The first changes we make are declaring our projection and model matrices. You may notice that we don't declare a view matrix in this tutorial. This is because we are using the default view, which consists of what is known as the right-handled coordinate system. The right-handed coordinate system consists of the 0,0,0 coordinates being positioned in the center of the view with the negative Z axis extending in front of us. The next change we make is making vertex points describing a tetrahedron, a simple three dimensional object consisting of four triangles. Most of the code from tutorial2 is reused to setup our VAO, VBOs, shaders, and program. The next changes consist of creating a perspective for our projection matrix, loading the identity matrix for the model matrix, then rotating and translating our model matrix. We then multiply our model and projection matrices together and bind the resultant matrix as a uniform for use in our vertex shader. A uniform is simply a value or values, in our case a matrix, which does not change value during the execution of a shader. Here's the code snippet performing these operations:

```
/* Create our projection matrix with a 45 degree field of view
* a width to height ratio of 1.0 and view from .1 to 100 infront of us */
perspective(projectionmatrix, 45.0, 1.0, 0.1, 100.0);
/* Loop our display rotating our model more each time. */
for (i=0; i < 360; i++)
{
/* Load the identity matrix into modelmatrix. rotate the model, and move it back 5 */
memcpy(modelmatrix, identitymatrix, sizeof(GLfloat) * 16);
rotate(modelmatrix, (GLfloat)i * -1.0, X_AXIS);
rotate(modelmatrix, (GLfloat)i * 1.0, Y_AXIS);
rotate(modelmatrix, (GLfloat)i * 0.5, Z_AXIS);
translate(modelmatrix, 0, 0, -5.0);
/* multiply our modelmatrix and our projectionmatrix. Results are stored in modelmatrix */
multiply4x4(modelmatrix, projectionmatrix);
/* Bind our modelmatrix variable to be a uniform called mvpmatrix in our shaderprogram */
glUniformMatrix4fv(glGetUniformLocation(shaderprogram, "mvpmatrix"), 1, GL_FALSE, modelmatrix);
```

## Changes in the vertex shader

The vertex shader is almost the same as the previous tutorial. The only differences are the declaration of the uniform model-view-projection matrix (mvpmatrix) we now have as well as multiplying the matrix to our vector.

```
// mvpmatrix is the result of multiplying the model, view, and projection matrices */
uniform mat4 mvpmatrix;
void main(void) {
// Multiply the mvp matrix by the vertex to obtain our final vertex position
gl_Position = mvpmatrix * vec4(in_Position, 1.0);
```

## Full source code

Full source code is available in a zip file here (Note: broken link).
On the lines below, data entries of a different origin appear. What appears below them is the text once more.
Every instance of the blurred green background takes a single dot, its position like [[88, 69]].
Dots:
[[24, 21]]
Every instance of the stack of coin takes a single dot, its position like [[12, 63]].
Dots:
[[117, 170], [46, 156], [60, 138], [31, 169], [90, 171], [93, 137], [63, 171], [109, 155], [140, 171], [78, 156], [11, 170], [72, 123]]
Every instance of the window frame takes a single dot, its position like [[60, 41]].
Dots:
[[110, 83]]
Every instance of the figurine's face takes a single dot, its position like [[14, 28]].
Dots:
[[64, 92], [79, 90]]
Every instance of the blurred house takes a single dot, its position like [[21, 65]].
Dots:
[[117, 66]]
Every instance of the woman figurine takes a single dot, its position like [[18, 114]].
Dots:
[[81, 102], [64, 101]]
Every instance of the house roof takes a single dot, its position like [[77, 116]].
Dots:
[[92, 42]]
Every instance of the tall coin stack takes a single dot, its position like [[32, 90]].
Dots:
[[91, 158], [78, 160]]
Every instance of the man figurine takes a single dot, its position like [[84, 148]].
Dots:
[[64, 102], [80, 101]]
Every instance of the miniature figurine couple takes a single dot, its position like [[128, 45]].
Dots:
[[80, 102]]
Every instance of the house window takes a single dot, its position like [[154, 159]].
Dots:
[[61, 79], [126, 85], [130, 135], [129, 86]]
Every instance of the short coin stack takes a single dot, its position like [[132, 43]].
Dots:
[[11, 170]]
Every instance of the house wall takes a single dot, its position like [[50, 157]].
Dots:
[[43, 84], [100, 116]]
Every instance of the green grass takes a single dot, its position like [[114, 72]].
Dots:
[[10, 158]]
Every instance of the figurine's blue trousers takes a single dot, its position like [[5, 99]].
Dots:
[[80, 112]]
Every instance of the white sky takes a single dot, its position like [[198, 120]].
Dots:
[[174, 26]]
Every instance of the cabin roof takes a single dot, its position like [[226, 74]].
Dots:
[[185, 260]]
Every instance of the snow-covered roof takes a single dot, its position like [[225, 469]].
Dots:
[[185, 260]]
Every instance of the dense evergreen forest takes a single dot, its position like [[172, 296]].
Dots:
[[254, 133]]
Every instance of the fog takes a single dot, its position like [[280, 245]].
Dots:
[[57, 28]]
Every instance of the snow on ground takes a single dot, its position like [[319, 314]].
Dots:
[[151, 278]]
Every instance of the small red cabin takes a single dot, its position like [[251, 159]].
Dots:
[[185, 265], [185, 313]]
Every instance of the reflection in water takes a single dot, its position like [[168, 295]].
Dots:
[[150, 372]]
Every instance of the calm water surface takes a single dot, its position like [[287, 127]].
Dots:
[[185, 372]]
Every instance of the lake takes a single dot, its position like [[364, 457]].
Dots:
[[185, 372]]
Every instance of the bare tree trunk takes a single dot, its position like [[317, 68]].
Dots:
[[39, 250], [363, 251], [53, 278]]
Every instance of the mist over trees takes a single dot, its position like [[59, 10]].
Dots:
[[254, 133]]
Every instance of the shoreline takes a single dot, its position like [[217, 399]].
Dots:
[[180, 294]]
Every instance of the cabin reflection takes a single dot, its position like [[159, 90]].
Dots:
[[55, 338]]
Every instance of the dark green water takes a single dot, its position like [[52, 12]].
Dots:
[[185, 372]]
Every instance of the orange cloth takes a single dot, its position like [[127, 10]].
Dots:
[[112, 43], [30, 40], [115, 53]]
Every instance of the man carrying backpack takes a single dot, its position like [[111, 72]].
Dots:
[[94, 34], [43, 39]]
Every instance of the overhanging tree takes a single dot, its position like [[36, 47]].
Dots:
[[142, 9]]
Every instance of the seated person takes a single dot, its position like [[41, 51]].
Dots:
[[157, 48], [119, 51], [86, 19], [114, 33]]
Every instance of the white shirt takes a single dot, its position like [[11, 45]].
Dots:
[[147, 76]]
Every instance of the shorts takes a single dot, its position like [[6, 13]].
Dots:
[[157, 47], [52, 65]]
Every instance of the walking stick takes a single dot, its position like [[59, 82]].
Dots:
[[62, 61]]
Full source code of a variation of tutorial3 using a single VBO is available in a zip file here

## Compilation

On linux:

gcc utils.c tutorial3.c -o tutorial3 -lGL $(sdl-config --cflags --libs)

If you have SDL-1.2 and SDL-1.3 both installed, be sure to run the 1.3 version of sdl-config. For example if you installed SDL-1.3 in /usr/local:

gcc utils.c tutorial3.c -o tutorial3 -lGL $(/usr/local/bin/sdl-config --cflags --libs)

## Execution

./tutorial3

The result should be a 512x512 window centered on your display showing a rotating tetrahedron.